Tuesday 27 December 2011

Top 5 Most Excellent Food-Related Thingamajigs This Christmas


  1. Not Cooking - The Boyfriend and I went to a local bistro that our friend Miss Narn works at for a traditional Christmas lunch.  So we got the usual turkey, ham, prawns, oysters, plum pudding, etc, but didn't have to lift a finger.  Except to get more food from the buffet.
  2. TARDIS Cookie Jar - A present from The Boyfriend.  So now every time I take a cookie, it sounds like a Timelord is about to touch down.  Complete with flashing lights!
  3. Korean Barbecue At Home - Korean barbecue has got to be the easiest dinner party set-up ever.  Get your meat, preferably 2 types.  Beef rib and bacon-cut (bacon cut, not actual bacon!) pork work well.  Marinade the beef for a few hours.
    Chop a head of lettuce into quarters, removing the white core.  Slice up about 5 cloves of garlic (I suggest 5 because garlic rocks, but you could get away with 3) into fine slivers.  Grab a tub of big ol' tub of kimchi - kimchi in Melbourne is readily available at Asian grocers in two sizes - big or bigger.  Take your pick.
    Cook some rice (in a rice cooker because it's easier that way, that's how we mysterious Orientals make rice), we made enough for 4-6 people.
    Lastly, prep two dipping sauces - the first is just salt and sesame oil in a 1:5 ratio, the second being my easy lazy version of ssam jang using white miso paste and ready-made ssam jang past in a 1:3 ratio.
    Then, take all of the above items and put in on your dining table.  Get some manly man-guest to grill the meat at table; the very same manly man can even snip it into bite-sized bits with kitchen shears just like they do in restaurants.  You can also place some garlic slivers on the grill, or heck, eat 'em raw if you'd like.  The meat can be eaten however you want - with rice and kimchi, or wrapped in lettuce along with the garlic slivers or whatnot, ssam style.

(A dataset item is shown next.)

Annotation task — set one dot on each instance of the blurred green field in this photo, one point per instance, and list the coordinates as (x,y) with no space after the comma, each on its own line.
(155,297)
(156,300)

    I know my explanation of Korean barbecue awesomeness is rudimentary at best, but this ain't a post specifically about Korean barbecue.  If you'd like to know more, this is useful.  So is this.

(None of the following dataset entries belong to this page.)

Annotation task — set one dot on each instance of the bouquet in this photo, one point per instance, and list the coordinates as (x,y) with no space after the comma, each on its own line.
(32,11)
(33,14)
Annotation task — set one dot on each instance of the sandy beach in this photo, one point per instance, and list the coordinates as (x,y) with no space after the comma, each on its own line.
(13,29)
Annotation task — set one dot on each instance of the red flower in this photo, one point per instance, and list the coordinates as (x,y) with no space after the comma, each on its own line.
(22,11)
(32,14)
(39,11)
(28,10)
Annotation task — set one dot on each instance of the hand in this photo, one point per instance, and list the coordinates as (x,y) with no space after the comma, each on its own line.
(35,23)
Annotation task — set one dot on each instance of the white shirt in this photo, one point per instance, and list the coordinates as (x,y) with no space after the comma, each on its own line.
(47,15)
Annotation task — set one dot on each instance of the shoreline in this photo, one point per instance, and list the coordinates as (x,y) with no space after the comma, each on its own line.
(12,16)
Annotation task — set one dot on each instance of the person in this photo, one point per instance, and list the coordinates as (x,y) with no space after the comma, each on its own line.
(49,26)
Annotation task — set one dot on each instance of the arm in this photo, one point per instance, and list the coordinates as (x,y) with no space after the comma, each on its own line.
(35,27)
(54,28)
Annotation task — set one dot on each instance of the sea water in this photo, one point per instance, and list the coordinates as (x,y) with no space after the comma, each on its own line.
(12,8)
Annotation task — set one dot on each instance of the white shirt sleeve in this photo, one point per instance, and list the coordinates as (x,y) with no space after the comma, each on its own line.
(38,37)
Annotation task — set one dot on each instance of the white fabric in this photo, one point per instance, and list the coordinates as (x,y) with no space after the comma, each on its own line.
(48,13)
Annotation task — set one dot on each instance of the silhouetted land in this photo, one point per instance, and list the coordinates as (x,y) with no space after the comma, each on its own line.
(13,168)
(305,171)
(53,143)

  4. Other People's Husbands - No, not like that, you filthy buffoon! *SLAP* Let me explain.  Miss Narn got married this year, to a sweet and gentle Vietnamese lad who is a chef.  His English still needs work, but damn the boy can cook.  So when he and Miss Narn came over on Christmas night, he brought over *drum roll* black sticky rice with coconut yoghurt and toasted coconut.  As well as fresh sardine fillets.  All of which made me like this:


    They are SO not allowed to get divorced.  Ever.
  5. Eating With Friends - It was great to have a few friends over and eat a very non-traditional, no-pressure meal with them.  Miss Narn was tired from working all day, and our friends Siv and Heath had just come back from their big family Christmas in the country.  So to have them all around our table, casually knocking back a few beers whilst The Boyfriend and Vietnamese Chef Lad grilled the meat was really, really nice.  Sure, kimchi and marinated beef isn't Christmassy, per se, but I think the good feeling of hanging out with great friends is.  
After a terrible 2011, Christmas turned out a lot nicer than I expected.
Sure, we didn't plan anything big, but we got to eat good food in excellent company - and for that I am grateful.